Image segmentation is a commonly used technique in digital image processing and analysis to partition an image into multiple parts or regions, often based on the characteristics of the pixels in the image. Image segmentation could involve separating foreground from background, or clustering regions of pixels based on similarities in color or shape. For example, a common application of image segmentation in medical imaging is to detect and label pixels in an image or voxels of a 3D volume that represent a tumor in a patient’s brain or other organs.
Several algorithms and techniques for image segmentation have been developed over the years using domain-specific knowledge to effectively solve segmentation problems in that specific application area. These applications include medical imaging, automated driving, video surveillance, and machine vision.
During medical diagnosis for cancer, pathologists stain body tissue with hematoxylin and eosin (H&E) to distinguish between tissue types. They then use an image segmentation technique called clustering to identify those tissue types in their images. Clustering is a method to separate groups of objects in a scene. The K-means clustering algorithm finds separations such that objects within each cluster are as close to each other as possible, and as far from other objects in other clusters as possible.
When designing perception for autonomous vehicles, such as self-driving cars, semantic segmentation is popularly used to help the system identify and locate vehicles and other objects on the road.
Image segmentation involves converting an image into a collection of regions of pixels that are represented by a mask or a labeled image. By dividing an image into segments, you can process only the important segments of the image instead of processing the entire image.
A common technique is to look for abrupt discontinuities in pixel values, which typically indicate edges that define a region.
Another common approach is to detect similarities in the regions of an image. Some techniques that follow this approach are region growing, clustering, and thresholding.

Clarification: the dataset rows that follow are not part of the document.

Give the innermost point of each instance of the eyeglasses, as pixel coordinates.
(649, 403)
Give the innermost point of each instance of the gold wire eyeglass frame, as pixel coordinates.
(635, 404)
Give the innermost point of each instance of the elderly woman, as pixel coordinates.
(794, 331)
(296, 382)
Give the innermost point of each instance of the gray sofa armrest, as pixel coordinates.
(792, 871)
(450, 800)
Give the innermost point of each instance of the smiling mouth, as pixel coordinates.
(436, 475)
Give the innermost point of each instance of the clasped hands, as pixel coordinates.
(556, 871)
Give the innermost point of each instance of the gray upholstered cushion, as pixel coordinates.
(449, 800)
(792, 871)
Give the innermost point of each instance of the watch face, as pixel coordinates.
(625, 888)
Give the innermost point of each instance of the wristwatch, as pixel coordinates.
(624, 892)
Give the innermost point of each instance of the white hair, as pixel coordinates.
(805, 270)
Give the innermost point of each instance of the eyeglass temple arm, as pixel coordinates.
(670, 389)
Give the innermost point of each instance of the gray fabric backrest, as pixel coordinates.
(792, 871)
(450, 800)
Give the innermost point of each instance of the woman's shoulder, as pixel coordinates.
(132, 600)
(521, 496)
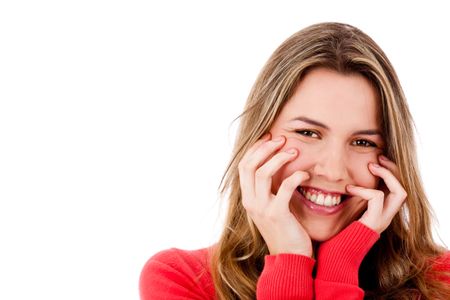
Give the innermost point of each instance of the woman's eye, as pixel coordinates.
(307, 133)
(365, 143)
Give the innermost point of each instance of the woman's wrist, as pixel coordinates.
(339, 258)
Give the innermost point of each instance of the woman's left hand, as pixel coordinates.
(384, 204)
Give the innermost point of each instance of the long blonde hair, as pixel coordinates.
(397, 266)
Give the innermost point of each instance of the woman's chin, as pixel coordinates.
(322, 233)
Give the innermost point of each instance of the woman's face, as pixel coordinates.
(331, 119)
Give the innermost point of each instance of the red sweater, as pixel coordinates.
(178, 274)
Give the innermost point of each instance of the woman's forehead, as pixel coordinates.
(335, 98)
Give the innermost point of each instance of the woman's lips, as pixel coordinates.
(320, 209)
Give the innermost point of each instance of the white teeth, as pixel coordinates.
(321, 199)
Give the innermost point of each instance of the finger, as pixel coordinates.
(288, 187)
(247, 167)
(389, 164)
(375, 198)
(397, 193)
(263, 176)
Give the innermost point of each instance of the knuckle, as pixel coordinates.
(261, 173)
(379, 194)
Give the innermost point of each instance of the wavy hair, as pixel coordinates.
(398, 265)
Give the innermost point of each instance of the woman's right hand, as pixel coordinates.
(270, 213)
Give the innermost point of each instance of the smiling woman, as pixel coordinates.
(325, 196)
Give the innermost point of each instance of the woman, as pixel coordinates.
(325, 194)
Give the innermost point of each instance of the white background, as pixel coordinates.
(116, 125)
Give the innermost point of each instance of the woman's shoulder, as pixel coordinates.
(177, 273)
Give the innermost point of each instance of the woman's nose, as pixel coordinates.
(331, 165)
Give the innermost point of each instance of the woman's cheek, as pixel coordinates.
(303, 161)
(359, 164)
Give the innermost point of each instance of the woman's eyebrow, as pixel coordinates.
(319, 124)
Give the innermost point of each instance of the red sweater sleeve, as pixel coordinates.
(176, 274)
(286, 276)
(338, 261)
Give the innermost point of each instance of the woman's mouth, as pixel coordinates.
(321, 203)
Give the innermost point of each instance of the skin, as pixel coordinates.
(333, 159)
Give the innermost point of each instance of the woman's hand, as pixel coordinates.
(382, 205)
(270, 213)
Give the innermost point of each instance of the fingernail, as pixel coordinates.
(382, 157)
(291, 151)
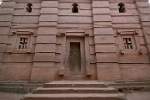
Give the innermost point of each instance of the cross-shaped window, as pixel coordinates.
(23, 43)
(128, 43)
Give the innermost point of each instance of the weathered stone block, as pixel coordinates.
(48, 18)
(46, 73)
(102, 18)
(45, 57)
(102, 31)
(46, 39)
(106, 57)
(26, 19)
(47, 48)
(100, 4)
(108, 71)
(47, 30)
(49, 4)
(104, 39)
(105, 48)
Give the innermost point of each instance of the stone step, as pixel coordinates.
(75, 96)
(74, 90)
(75, 84)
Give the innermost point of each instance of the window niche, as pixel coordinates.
(122, 8)
(127, 42)
(29, 7)
(22, 41)
(75, 8)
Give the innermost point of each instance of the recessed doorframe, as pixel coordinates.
(75, 58)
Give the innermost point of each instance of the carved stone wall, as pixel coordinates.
(33, 45)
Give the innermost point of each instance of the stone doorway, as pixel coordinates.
(75, 63)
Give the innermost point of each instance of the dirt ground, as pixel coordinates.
(130, 96)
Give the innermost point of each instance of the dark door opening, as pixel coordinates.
(75, 57)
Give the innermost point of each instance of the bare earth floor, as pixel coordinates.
(130, 96)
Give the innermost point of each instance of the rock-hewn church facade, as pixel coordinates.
(44, 40)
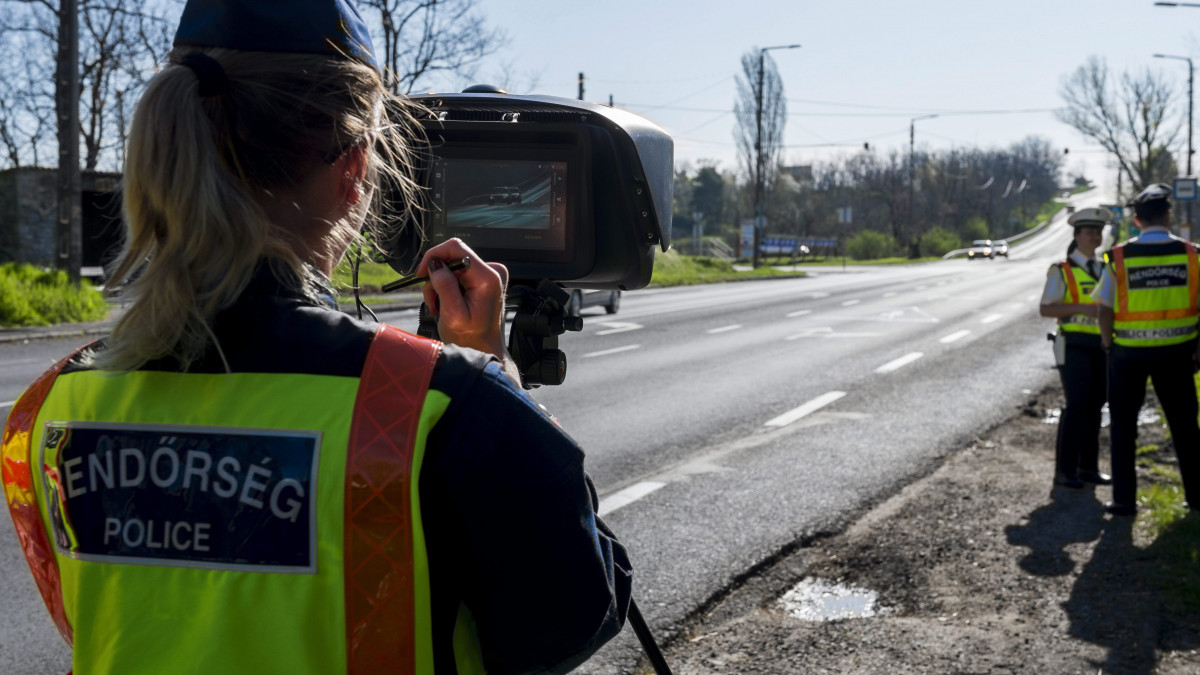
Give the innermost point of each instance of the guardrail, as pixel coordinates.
(1017, 237)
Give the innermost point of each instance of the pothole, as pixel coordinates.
(816, 599)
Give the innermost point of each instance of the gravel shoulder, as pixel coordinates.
(981, 567)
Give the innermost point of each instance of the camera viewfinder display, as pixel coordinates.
(501, 203)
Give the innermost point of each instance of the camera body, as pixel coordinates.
(558, 189)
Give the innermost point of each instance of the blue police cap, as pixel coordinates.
(298, 27)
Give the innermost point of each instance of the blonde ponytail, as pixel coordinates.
(198, 173)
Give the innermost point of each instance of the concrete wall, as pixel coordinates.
(28, 210)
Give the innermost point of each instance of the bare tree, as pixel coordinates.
(421, 37)
(1129, 118)
(761, 113)
(120, 42)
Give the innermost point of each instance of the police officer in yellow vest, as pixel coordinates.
(1083, 365)
(1147, 317)
(241, 479)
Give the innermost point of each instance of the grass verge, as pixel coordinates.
(31, 296)
(1173, 527)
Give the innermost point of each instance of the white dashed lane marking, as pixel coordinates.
(893, 365)
(724, 329)
(954, 336)
(627, 496)
(615, 351)
(805, 410)
(618, 327)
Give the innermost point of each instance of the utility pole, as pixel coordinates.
(69, 223)
(912, 166)
(760, 161)
(1191, 100)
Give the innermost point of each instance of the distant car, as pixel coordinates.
(504, 195)
(580, 298)
(981, 249)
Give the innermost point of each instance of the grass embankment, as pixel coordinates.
(31, 296)
(1173, 532)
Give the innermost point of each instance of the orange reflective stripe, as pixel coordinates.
(1072, 287)
(1122, 285)
(1158, 315)
(18, 459)
(378, 550)
(1193, 275)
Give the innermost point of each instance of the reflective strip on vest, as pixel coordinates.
(1156, 297)
(357, 602)
(1079, 296)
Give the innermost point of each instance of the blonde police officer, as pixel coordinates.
(1147, 317)
(1067, 298)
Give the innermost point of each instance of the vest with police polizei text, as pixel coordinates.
(1079, 292)
(238, 523)
(1156, 293)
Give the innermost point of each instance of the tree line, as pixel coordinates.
(955, 196)
(124, 42)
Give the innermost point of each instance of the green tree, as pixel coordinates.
(937, 242)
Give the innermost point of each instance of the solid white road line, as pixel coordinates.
(954, 336)
(899, 363)
(805, 410)
(617, 327)
(616, 351)
(723, 329)
(627, 496)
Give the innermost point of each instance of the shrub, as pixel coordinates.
(35, 297)
(939, 242)
(869, 245)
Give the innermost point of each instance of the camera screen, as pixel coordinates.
(501, 203)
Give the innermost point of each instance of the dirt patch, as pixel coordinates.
(981, 568)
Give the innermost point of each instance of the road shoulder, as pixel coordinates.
(982, 568)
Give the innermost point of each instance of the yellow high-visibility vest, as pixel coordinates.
(1156, 293)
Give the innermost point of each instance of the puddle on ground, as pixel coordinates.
(1145, 416)
(816, 599)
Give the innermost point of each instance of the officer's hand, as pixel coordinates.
(468, 303)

A variety of other approaches to perform image segmentation have been developed over the years using domain-specific knowledge to effectively solve segmentation problems in specific application areas.
With MATLAB®, you can:
Using the interactive Image Segmenter app, you can iteratively try several methods to segment an image before achieving the desired result. For example, you can use the app to segment and further refine the results of an MRI image of a knee with different methods.
This Color Thresholder app lets you apply thresholding to color images by manipulating the color of the images interactively, based on different color spaces. For example, you can use the Color Thresholder app to create a binary mask using point cloud controls for a color image.
With functions in MATLAB and Image Processing Toolbox™, you can experiment and build expertise on the different image segmentation techniques, including thresholding, clustering, graph-based segmentation, and region growing.
Using Otsu’s method,
imbinarize performs thresholding on a 2D or 3D grayscale image to create a binary image. To produce a binary image from an RGB color image, use
rgb2gray to first convert it to a grayscale image.
This technique lets you create a segmented labeled image using a specific clustering algorithm. Using K-means clustering–based segmentation,
imsegkmeans segments an image into K number of clusters.
Graph-based segmentation techniques like lazy-snapping enable you to segment an image into foreground and background regions. MATLAB lets you perform this segmentation on your image either programmatically (
lazysnapping) or interactively using the Image Segmenter app.
Region growing is a simple region-based (also classified as a pixel-based) image segmentation method. A popularly used algorithm is
activecontour, which examines neighboring pixels of initial seed points and determines iteratively whether the pixel neighbors should be added to the region. You can also perform this segmentation on images using the Image Segmenter app.
Using convolutional neural networks (CNNs), a deep learning technique called semantic segmentation lets you associate every pixel of an image with a class label. Applications for semantic segmentation include autonomous driving, industrial inspection, medical imaging, and satellite image analysis.